L’evasione fiscale rappresenta un maxi-affare, per molti irrinunciabile. Secondo un recente rapporto elaborato dall’Ufficio Valutazione Impatto del Senato insieme all’Università Ca’ Foscari di Venezia, sono oltre 132 miliardi l’anno i redditi complessivi evasi in Italia. Per lo Stato si tratta di una perdita di gettito superiore a 38,5 miliardi l’anno.
Un’evasione fiscale da record che, se introdotta nelle casse dello Stato, permetterebbe di coprire per intero la spesa sanitaria pubblica per un anno, o di rendere tutte le case della penisola a prova di terremoti e calamità.
Ma chi sono i più grandi evasori? A evadere di più le tasse sono i lavoratori autonomi, le cosiddette partite Iva, e chi può contare su rendite immobiliari, ossia sugli affitti. Secondo l’Ufficio Valutazione Impatto del Senato, il mancato gettito per lo Stato ammonta a 38,5 miliardi l’anno: 20,9 miliardi di mancato gettito sono legati ai lavoratori autonomi, 14,7 miliardi alle rendite immobiliari, 2,6 miliardi ai dipendenti.
Il dossier parte dal concetto di under reporting. Ovvero la tendenza dei soggetti intervistati a mentire sui propri redditi nelle rilevazioni demoscopiche, sottostimandoli “nel timore che si possano stabilire collegamenti con quanto hanno dichiarato al fisco”.

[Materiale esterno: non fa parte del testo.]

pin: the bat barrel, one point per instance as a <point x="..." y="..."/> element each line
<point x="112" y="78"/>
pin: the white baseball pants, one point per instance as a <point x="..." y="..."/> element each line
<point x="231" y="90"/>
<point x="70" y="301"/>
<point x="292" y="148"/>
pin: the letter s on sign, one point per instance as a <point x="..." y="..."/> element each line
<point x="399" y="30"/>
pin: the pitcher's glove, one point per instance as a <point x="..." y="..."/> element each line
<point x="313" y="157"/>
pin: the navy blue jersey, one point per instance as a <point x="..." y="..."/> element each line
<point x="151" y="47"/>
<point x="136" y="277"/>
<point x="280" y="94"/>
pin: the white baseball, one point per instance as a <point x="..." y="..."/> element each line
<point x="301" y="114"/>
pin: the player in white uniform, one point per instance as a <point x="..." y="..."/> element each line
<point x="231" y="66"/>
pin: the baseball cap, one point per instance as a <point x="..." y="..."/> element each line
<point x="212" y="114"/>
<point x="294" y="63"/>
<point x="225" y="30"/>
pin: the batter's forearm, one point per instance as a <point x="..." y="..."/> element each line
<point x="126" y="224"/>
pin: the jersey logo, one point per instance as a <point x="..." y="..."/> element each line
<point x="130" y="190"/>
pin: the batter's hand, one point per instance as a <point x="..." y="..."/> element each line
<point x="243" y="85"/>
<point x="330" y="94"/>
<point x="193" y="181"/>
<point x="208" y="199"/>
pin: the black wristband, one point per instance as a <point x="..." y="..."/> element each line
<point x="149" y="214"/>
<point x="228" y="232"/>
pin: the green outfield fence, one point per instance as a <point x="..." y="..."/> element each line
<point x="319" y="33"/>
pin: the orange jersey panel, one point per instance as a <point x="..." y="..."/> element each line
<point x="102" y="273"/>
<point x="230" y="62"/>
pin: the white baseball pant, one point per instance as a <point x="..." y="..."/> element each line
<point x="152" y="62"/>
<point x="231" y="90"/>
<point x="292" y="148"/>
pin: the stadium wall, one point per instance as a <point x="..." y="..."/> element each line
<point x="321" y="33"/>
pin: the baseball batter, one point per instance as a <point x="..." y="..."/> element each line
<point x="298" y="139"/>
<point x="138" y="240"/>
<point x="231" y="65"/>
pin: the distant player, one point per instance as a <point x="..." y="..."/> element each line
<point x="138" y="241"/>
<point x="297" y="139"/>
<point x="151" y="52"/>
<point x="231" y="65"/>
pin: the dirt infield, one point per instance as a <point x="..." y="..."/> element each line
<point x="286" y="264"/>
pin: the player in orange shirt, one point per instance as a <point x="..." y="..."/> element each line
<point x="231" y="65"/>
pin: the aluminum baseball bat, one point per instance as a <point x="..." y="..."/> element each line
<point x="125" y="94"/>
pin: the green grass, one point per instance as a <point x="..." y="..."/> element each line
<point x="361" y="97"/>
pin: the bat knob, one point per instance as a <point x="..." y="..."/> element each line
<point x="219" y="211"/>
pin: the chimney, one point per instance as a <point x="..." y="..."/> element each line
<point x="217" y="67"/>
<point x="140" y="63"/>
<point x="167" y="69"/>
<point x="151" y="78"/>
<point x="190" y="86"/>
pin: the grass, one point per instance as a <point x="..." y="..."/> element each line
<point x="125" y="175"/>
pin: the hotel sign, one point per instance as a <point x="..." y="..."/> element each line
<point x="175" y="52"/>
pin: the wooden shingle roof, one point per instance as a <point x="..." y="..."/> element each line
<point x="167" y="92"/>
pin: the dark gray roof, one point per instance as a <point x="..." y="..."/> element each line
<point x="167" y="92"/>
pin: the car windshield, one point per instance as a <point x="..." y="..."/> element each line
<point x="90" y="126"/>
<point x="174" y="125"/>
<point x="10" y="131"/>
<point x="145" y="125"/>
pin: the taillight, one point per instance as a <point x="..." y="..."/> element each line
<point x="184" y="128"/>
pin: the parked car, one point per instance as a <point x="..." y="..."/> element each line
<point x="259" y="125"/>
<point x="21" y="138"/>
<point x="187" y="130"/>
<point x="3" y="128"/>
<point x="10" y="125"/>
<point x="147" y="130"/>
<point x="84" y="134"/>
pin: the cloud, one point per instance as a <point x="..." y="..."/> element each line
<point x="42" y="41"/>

E se siamo tutti daccordo sul fatto che l’imposizione fiscale nello Stivale sia davvero troppo pesante (un centinaio di voci tra addizionali, imposte, ritenute, tasse e tributi), questo certamente non giustifica i “furbetti”. Chi nel 740 denuncia entrate tra 20 e 26 mila euro, ne nasconde oltre 13 mila. E chi guadagna oltre 75 mila euro l’anno, in realtà supera quota 106 mila.
A proposito di primati negativi, l’Italia è anche il Paese europeo che detiene il record dell’evasione dell’Iva. Il differenziale fra l’Iva dovuta e quella effettivamente pagata sfiora il 30% e ammonta a più di 40 milardi. L’Italia rappresenta quasi un quarto dell’evasione Iva dell’Unione europea, contro il 15,3% della Francia e il 3,9% della Spagna.